Why can't I set the maximum depth to be more than 30?
In the 'ot::DA' module, we compress the octree and just use 1 char to represent the octree. Here, we only use 5 bits to represent the level and we use the remaining 3 bits as flags to store some additional information. With 5 bits, we can represent numbers from 0 through 31. Hence, the levels are restricted to be < 32 and since we increase the initial maximum depth by 1, the maximum depth for construction/balancing is restricted to be < 31. However, you can set the maximum depth to be 31 if you do not use the 'ot::DA' module. Moreover, within the code we often use the number 2^D, where D is the maximum depth. To be able to represent this number using an 'unsigned int' datatype, we need D to be < 32 (assuming that an 'unsigned int' uses 4 bytes). An element at level 30, will have a length equal to approximately one-billionth (2^(-30)) of the length of the domain. At present, we are not aware of any application that needs this resolution. If such a need arises, this restriction can be lifted by minor modifications to the code such as using larger datatypes.
Is there an upper bound on the local grain size assuming that I have plenty of RAM?
Yes.
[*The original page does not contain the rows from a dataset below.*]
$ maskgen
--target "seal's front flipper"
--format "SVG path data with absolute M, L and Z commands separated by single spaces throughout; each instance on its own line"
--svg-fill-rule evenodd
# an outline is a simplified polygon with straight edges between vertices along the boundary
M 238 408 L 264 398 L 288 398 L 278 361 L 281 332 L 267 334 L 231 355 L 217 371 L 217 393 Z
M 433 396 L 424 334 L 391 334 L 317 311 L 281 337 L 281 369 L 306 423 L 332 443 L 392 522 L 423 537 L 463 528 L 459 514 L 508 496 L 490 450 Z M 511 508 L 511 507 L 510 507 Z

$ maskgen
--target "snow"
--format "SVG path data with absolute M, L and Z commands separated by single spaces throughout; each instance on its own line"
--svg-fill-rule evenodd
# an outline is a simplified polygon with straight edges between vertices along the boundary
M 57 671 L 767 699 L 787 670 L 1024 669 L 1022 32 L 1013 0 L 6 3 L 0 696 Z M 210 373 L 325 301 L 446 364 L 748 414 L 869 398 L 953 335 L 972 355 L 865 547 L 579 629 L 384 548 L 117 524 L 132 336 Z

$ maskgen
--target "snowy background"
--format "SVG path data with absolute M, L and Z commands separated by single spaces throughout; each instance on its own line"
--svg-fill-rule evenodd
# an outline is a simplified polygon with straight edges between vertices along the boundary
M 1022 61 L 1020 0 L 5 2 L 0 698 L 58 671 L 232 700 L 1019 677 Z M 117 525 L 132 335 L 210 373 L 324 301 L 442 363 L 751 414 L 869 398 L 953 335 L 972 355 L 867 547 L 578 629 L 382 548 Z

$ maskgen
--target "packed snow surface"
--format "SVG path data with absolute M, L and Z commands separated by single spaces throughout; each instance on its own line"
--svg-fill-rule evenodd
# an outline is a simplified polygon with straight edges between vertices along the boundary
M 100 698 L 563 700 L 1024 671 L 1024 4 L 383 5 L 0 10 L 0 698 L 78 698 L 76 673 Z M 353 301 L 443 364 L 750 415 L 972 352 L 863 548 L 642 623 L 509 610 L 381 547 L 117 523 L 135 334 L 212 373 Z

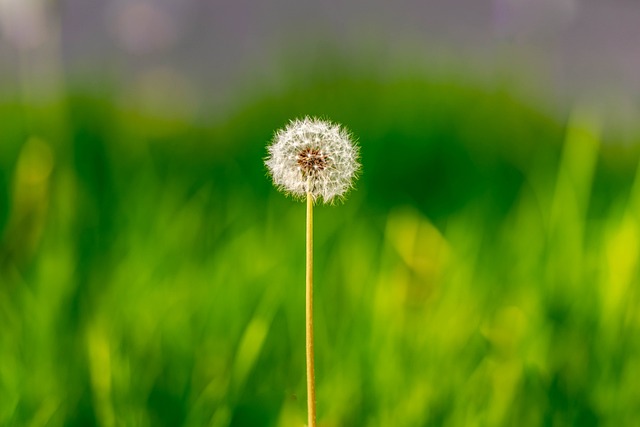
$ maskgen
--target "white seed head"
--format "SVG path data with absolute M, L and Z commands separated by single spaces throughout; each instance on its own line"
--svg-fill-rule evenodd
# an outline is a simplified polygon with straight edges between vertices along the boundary
M 358 147 L 340 125 L 305 117 L 276 132 L 265 164 L 279 190 L 324 203 L 343 197 L 360 170 Z

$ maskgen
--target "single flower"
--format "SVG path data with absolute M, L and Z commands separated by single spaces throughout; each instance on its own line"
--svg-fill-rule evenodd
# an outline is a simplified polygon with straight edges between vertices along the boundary
M 279 190 L 324 203 L 343 197 L 360 170 L 358 147 L 340 125 L 305 117 L 276 132 L 265 164 Z

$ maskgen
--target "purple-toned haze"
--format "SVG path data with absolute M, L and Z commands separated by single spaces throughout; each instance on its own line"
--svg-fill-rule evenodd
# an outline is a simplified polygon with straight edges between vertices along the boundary
M 462 64 L 535 81 L 553 102 L 640 109 L 636 0 L 0 0 L 0 37 L 0 87 L 25 67 L 48 72 L 38 55 L 53 50 L 65 74 L 104 75 L 150 103 L 163 85 L 171 104 L 223 106 L 247 82 L 277 81 L 281 58 L 333 46 L 386 70 Z

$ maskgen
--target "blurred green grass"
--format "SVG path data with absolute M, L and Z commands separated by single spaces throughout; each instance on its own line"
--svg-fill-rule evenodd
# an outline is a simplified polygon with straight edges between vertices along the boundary
M 322 426 L 640 421 L 637 147 L 508 87 L 322 70 L 216 120 L 0 103 L 0 424 L 300 426 L 304 205 L 273 131 L 350 128 L 318 207 Z

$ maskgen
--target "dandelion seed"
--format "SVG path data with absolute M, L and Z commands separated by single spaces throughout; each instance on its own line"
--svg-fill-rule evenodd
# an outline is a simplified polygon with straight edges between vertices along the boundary
M 276 132 L 265 164 L 281 191 L 331 203 L 353 186 L 360 170 L 358 155 L 343 127 L 305 117 Z

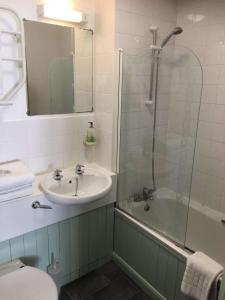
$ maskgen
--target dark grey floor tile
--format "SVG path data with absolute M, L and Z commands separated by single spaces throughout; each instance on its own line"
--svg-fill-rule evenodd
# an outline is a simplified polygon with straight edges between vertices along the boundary
M 59 294 L 59 300 L 71 300 L 70 297 L 62 290 Z
M 101 272 L 93 271 L 64 286 L 62 291 L 67 294 L 71 300 L 86 300 L 88 296 L 103 289 L 109 283 L 109 279 Z
M 146 294 L 144 294 L 143 292 L 140 292 L 134 297 L 130 298 L 129 300 L 152 300 L 152 299 Z
M 105 264 L 101 269 L 100 272 L 105 275 L 110 281 L 116 279 L 117 277 L 121 276 L 123 272 L 121 269 L 113 262 L 110 261 Z
M 138 292 L 137 287 L 125 275 L 121 275 L 108 286 L 93 294 L 93 298 L 94 300 L 127 300 Z

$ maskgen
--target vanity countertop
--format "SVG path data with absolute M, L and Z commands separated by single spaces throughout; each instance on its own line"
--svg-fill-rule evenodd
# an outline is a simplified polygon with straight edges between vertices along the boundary
M 85 205 L 54 204 L 46 199 L 40 189 L 41 180 L 49 172 L 36 175 L 31 195 L 0 203 L 0 242 L 114 203 L 117 190 L 116 174 L 97 164 L 85 166 L 101 169 L 102 172 L 106 172 L 112 177 L 112 189 L 105 197 Z M 71 170 L 71 168 L 64 170 Z M 35 201 L 51 206 L 52 209 L 34 209 L 32 204 Z

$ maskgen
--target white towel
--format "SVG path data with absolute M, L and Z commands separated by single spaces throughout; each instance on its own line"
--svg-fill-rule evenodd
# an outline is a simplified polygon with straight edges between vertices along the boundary
M 216 300 L 217 283 L 223 267 L 207 255 L 196 252 L 187 258 L 181 291 L 197 300 Z
M 0 164 L 0 194 L 32 186 L 34 174 L 21 161 Z
M 0 194 L 0 203 L 32 195 L 32 186 L 26 185 L 9 193 Z

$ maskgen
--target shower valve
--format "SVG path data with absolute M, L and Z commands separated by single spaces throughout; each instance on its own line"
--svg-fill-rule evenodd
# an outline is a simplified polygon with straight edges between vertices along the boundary
M 153 189 L 149 189 L 144 187 L 143 188 L 143 200 L 147 201 L 147 200 L 154 200 L 154 190 Z

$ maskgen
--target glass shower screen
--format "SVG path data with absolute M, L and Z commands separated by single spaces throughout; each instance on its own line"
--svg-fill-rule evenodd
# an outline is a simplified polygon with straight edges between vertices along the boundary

We use 'unsigned int' to represent all local sizes. Moreover, we assume that the local size does not exceed 16M in order to compress the element-to-node mappings in the 'ot::DA' module.
Why is the value returned by the function 'ot::DA::getMaxDepth()' 1 more than what was used to create the octree?
The return value is the maximum depth in the modified octree that include 'pseudo' octants added for the positive boundaries. During meshing, the original octree is embedded into a larger octree. The root of the original octree becomes the first child of the root of this larger octree. The anchors of the octants in the original octree remain unchanged in the new octree as well. Only their levels get incremented by 1. This is done, so that we can create a 1-1 mapping between the octants of the new octree and the nodes of the original octree.
How can I contribute to DENDRO?
- An interesting feature of ot::DA is that it supports the ALL loop, which allows one to loop over pre-ghost elements. The advantage of this is that one can avoid 1 communication in each FE MatVec, ofcourse by doing some extra work (computations on ghost elements will be duplicated across processors). To do this, we had to mesh pre-ghost elements as well and this is quite complicated and adds a little extra overhead compared to meshing local elements alone. We would like to compare this extra overhead and the associated savings in the MatVecs with the simpler case if we did not support the ALL loop. So a simpler ot::SDA (simple- DA) object that does not mesh pre-ghosts would be a nice addition to the library. This should not be a lot of work. It should only require going through ot::DA and cleaning it up a bit by removing the portions for meshing pre-ghosts.
- It would be interesting to see the differences in performance with and without mesh compression and overlapping communication and computation for different problems and on different machines.
- Extend ot::DA to support higher order shape functions. It would be nice to build a generic framework that can support arbitrary order, but this is obviously non-trivial. A simpler solution would be to have a library of elements with different order.
- Compare the load imbalance and inter-processor boundary sizes got by using Morton partition and Block partition for different octrees.
- Combine DENDRO with domain-decomposition algorithms to make it work with octree forests.
- Parallel sort is the backbone of most of our algorithms. Currently, we use a sample-sort/bitonic-sort hybrid in which the splitters in the sample-sort algorithm are sorted using bitonic-sort. Moreover, if the grain size is < 5*(number of processors) then we switch to using bitonic-sort alone. This means that as we scale to thousands of processors the grain size must also increase proportionately in order to continue to use sample-sort. This might become a bottleneck at some point.
- Extend DENDRO to work with other space-filling curves as well.
- Improve the load balancing heuristic in ot::DAMGCreateAndSetDA.
- Come up with good heuristics to determine what fraction of the INDEPENDENT loop should be overlapped with ReadFromGhosts and what fraction should be overlapped with WriteToGhosts. (See the restriction/prolongation matvecs for an example of this.)
- Avoid allocating memory for buffers in every call to VecGetBuffer. This is quite simple to do. Just split VecGetBufer into VecCreateBuffer and VecCopyToBuffer. Similarly for VecRestoreBuffer.
- Improve ot::DA::createMatrix by preallocating more efficiently.
- Provide nice examples for different functions.
- Define two integer types DendroIntR (regular int) and DendroIntS (small int) and use these instead of 'unsigned int' and 'unsigned short' everywhere in the code. Also generalize the compression portion (both octree compression and LUT compression) to work with these types.
- Get rid of 'grid-sequencing' and 'RTLMG' in ot::DAMG. These are hardly ever used and is just a lot of unnecessary code. Remove function handles for creating and computing matrices and setting rhs from the DAMG structure. They can be directly set by the user.
- Add support for Newton Multigrid and FAS.